Idę bo chcę, bo to lubię, bo podnosi mi to endorfiny, daje przyjemne zmęczenie nóg (tak potrzebne w pracy przy baterii monitorów komputerowych). Idę bo kto idzie ten żyje.


Zobacz trasę w Traseo


Trasa jak zwykle opłotkami, lumpenokolicami, błociarem, wałami... no tak jak lubię - chyba jestem mizantropem, skoro tak zdecydowanie i obsesyjnie unikam miejsc gdzie są inni przedstawiciele Homo sapiens?

Mam zresztą już w planach kolejną jeszcze bardziej "dziką". Zobaczymy jak się uda jutro?

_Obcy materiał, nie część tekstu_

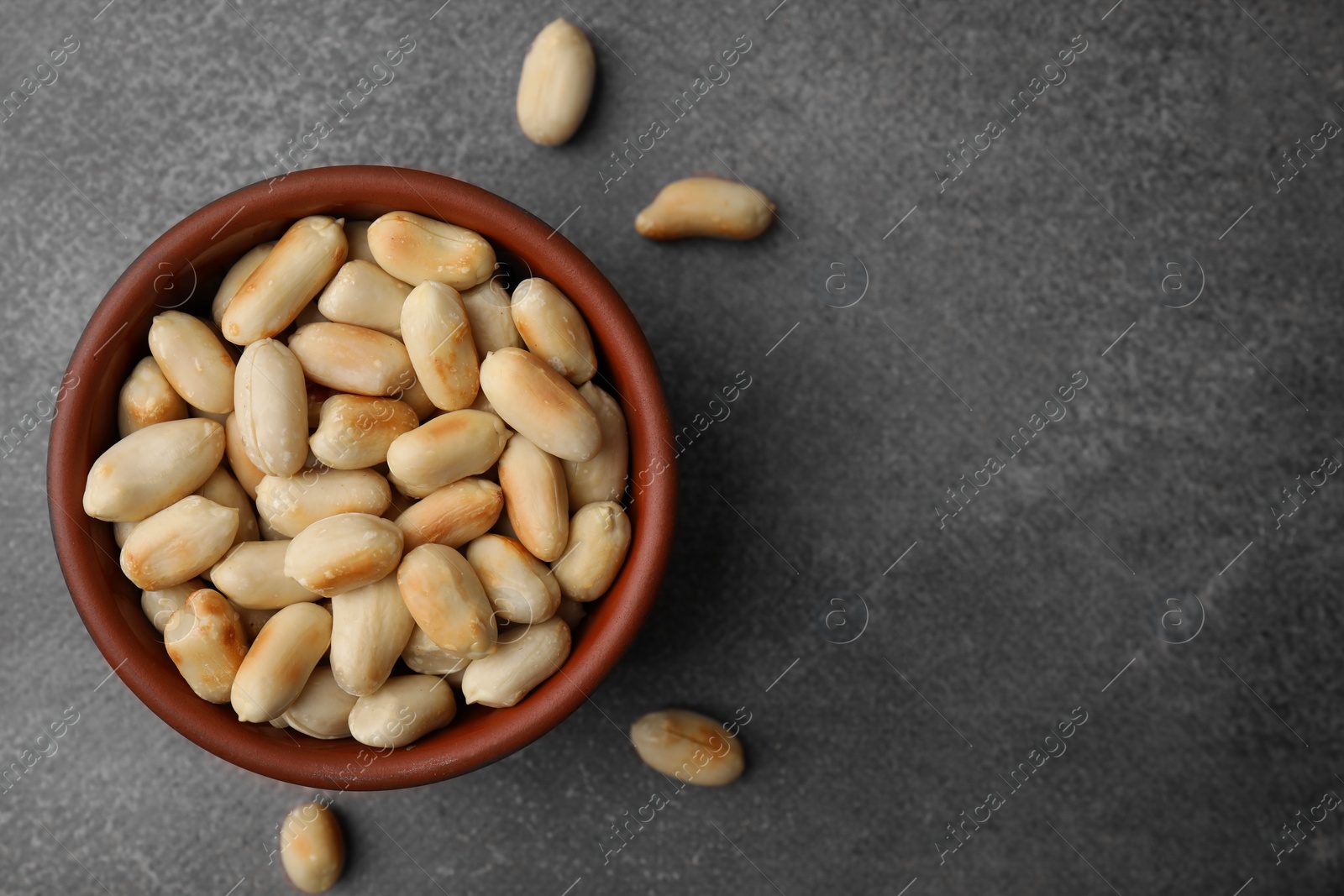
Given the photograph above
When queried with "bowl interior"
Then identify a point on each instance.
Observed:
(181, 270)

Zdjęcia są te same co na Traseo - nie robiłem innych. Przy tych warunkach świetlnych i tak by nic ładnego nie wyszło, przy moich umiejętnościach i sprzęcie o czymś choćby zbliżonym do poziomu Gotkiewiczów czy Maziarskiego nie ma co marzyć, więc po co dźwigać dodatkową masę aparatu, skoro można na to miejsce potachać coś pożytecznego (jakiś konarek do kominka, lub... śmieci na wysypisko)?


 Wątok okolice Dworca PKP

 Teżsame okolice, tyle że z sarenką kryjąca się w trawie

 Klasyczna chata pogórzańska, z bali, szalowana od zewnątrz deskami, od środka tynkowana zaprawą wapienną, uszczelniana słomą. Niegdyś było ich mnóstwo, do dziś zostały niedobitki - jak na razie jeszcze w skansenach nie widziałem. 
 Wieża ciśnień przy dworcu - pisałem już o niej
 
 Tarnowski dworzec, od południa.

 A to ul. Monopolowa - jak nienawidzę monopoli wszelakich, to jednak słowo to kojarzy mi się jednoznacznie... ach jak ja doceniam tych co we własnym zakresie ów monopol łamią!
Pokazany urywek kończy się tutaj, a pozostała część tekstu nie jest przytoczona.